LOWELL, Mass. — A local Syrian refugee family now living in Lowell is terrified for their relatives who stayed back home.

Amid attacks from Turkish troops just days after President Trump announced he was pulling U.S. troops out of the region, Syrians are fearing for their lives.

Zainab Abdo and her mother have been glued to Arabic television, but all they can do is watch and pray as their homeland is caught in the middle of a planned military attack from Turkey.

"She's crying because her brother is there," said Abdo. "She wants to talk to him but she couldn’t."

Turkish forces launched the attack on Wednesday along the Turkish border, where Abdo and her family are from.

"We're so worried because my friends, family, they don’t know where to go," said Abdo. "[There'​​​​​​s] no food, they cut everything. Like no electricity, nothing there now."
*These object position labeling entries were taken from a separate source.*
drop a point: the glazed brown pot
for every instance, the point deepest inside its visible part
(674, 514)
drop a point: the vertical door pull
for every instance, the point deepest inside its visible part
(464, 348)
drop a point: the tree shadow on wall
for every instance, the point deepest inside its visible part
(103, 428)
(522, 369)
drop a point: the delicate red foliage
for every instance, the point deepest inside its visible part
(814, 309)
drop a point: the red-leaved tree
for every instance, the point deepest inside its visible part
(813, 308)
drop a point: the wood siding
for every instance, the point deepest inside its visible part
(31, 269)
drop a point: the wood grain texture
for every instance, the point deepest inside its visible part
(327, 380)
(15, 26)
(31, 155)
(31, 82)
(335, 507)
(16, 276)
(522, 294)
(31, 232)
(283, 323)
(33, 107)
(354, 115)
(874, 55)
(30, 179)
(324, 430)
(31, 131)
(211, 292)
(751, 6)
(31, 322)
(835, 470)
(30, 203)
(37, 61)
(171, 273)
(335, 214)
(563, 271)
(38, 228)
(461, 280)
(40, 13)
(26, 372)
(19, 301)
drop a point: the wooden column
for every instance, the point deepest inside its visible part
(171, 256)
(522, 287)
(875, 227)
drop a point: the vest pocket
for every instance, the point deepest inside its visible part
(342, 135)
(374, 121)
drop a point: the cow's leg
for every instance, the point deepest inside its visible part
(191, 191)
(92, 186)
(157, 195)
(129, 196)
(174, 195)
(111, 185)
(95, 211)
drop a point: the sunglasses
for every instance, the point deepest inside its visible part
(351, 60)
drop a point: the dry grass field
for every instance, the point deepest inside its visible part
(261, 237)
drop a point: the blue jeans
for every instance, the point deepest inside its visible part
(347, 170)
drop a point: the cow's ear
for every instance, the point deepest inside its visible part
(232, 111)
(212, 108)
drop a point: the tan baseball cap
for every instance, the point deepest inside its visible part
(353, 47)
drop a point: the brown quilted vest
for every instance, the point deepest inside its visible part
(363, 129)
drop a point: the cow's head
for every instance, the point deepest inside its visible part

The Abdo family left Syria for the United States three years ago, bringing nothing with them but a picture of their grandmother and uncle. They arrived in Massachusetts without speaking any English.

Zainab and her family - mother, father, sister and three brothers - barely made it out of Syria alive when their Aleppo home was bombed back in 2013.

In the attacks that followed since then, their grandmother was killed in a bombing about a year and a half ago.

What began as a peaceful uprising against the president of Syria nearly eight years ago has now turned into a full-scale civil war that has killed nearly 400,000 people so far.

"If the war starts again, the people [will not be able to go] anywhere because they close the border everywhere," said Abdo. "Germans don’t want Syrians. Isreal doesn't want Syrians. They will all die there."

Abdo says she hopes to one day be able to return and visit Syria, but right now she's concerned for her relatives' safety - who they have lost all contact with for the time being.